Surgery and radiotherapy with curative intent for non-small-cell lung cancer
Recommendations 1.6.1 and 1.6.5 to 1.6.12
Why the committee made the recommendations
For people with non-small-cell lung cancer (NSCLC) who are well enough and for whom treatment with curative intent is suitable, the evidence showed that lobectomy provides better survival outcomes than stereotactic ablative radiotherapy (SABR). Lobectomy is a good compromise between preserving pulmonary function and being more likely to remove cancerous cells compared with sublobar resection.

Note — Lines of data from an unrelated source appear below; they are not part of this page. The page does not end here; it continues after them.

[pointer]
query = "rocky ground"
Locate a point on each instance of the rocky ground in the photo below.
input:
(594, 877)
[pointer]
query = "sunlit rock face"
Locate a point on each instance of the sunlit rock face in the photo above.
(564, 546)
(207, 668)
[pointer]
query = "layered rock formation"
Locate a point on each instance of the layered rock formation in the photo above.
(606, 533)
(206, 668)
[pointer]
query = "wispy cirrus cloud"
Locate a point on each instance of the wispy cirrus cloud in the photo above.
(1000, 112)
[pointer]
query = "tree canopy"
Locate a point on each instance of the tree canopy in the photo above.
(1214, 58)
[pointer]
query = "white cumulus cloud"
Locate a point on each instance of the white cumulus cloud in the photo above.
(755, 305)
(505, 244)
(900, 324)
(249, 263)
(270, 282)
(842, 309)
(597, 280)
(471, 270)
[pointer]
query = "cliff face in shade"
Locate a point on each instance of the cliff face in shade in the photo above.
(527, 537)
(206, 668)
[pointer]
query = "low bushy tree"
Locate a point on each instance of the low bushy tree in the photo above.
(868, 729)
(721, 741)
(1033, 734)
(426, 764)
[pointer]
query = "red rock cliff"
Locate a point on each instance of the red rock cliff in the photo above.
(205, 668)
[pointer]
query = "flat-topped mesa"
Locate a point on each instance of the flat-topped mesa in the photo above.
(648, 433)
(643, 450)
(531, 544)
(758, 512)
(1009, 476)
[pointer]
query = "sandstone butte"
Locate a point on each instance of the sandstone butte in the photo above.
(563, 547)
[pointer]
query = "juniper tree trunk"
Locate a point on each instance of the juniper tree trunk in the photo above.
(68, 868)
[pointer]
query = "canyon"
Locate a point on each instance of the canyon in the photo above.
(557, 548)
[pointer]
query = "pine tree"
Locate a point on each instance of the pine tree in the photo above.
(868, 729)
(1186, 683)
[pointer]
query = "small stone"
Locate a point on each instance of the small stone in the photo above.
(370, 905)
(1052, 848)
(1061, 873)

For people with stage I–IIA (T1a–T2b, N0, M0) NSCLC, the evidence showed that:
- if they decline lobectomy or it is contraindicated, sublobar resection and SABR both provide better survival outcomes than conventionally fractionated radiotherapy, although it is not clear which of these 2 is better
- if they decline any surgery or it is contraindicated, SABR provides better survival outcomes than conventionally fractionated radiotherapy, and people often prefer it because it involves fewer hospital visits
- if surgery and SABR are contraindicated, conventionally fractionated radiotherapy provides better survival outcomes than no radiotherapy.
For people with stage IIIA or IIIB NSCLC who cannot tolerate chemoradiotherapy or who decline it, the evidence was not strong enough to recommend conventional radiotherapy over hyper-fractionated regimens or vice versa. However, people who cannot tolerate chemoradiotherapy may also be unable to tolerate radical radiotherapy, so this will not be an option for everyone with stage IIIA or IIIB NSCLC. For an explanation of the recommendations covering surgery in this group, see the rationale on management of stage IIIA-N2 NSCLC.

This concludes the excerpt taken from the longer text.